The stock price for San Diego-based pharmaceutical company Zogenix Inc. has plummeted to an all-time low after a Food and Drug Administration advisory panel strongly recommended against its painkiller Zohydro.

Shares of Zogenix, traded on the Nasdaq as ZGNX, closed at $1.16 after going as low as $1.11 — its lowest price since the company went public in November 2010. Shares were $2.40 at market close on Dec. 6 — the day before the FDA review.

FDA officials voted 11-2 with one abstention against Zohydro, a stronger version of hydrocodone that would be used to manage moderate-to-severe chronic pain.

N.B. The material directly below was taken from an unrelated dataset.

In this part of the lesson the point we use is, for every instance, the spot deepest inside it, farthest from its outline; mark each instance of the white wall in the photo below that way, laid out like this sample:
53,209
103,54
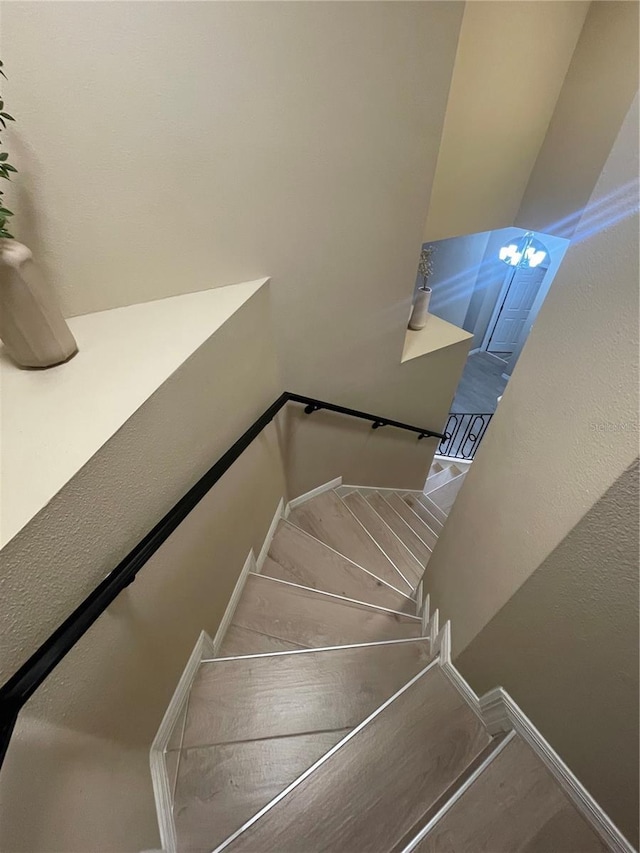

The panel of pain specialists found that the drug had a high likelihood of causing abuse and dependence, saying it was three to four times more likely to be abused by patients than drugs such as oxycodone.

The company has positioned Zohydro as a much-needed alternative to standard pain relievers that contain acetaminophen, since their prolonged use can result in liver damage.

“Zogenix recognizes and appreciates that prescription opioid misuse and abuse is a critical issue,” said Stephen Farr, president and chief operating officer of Zogenix in a statement. “However, it is also important to remember that there is a documented patient need for an extended-release hydrocodone medicine without acetaminophen.”

The FDA is scheduled to make a decision on whether or not to approve Zohydro for commercial use by March 1.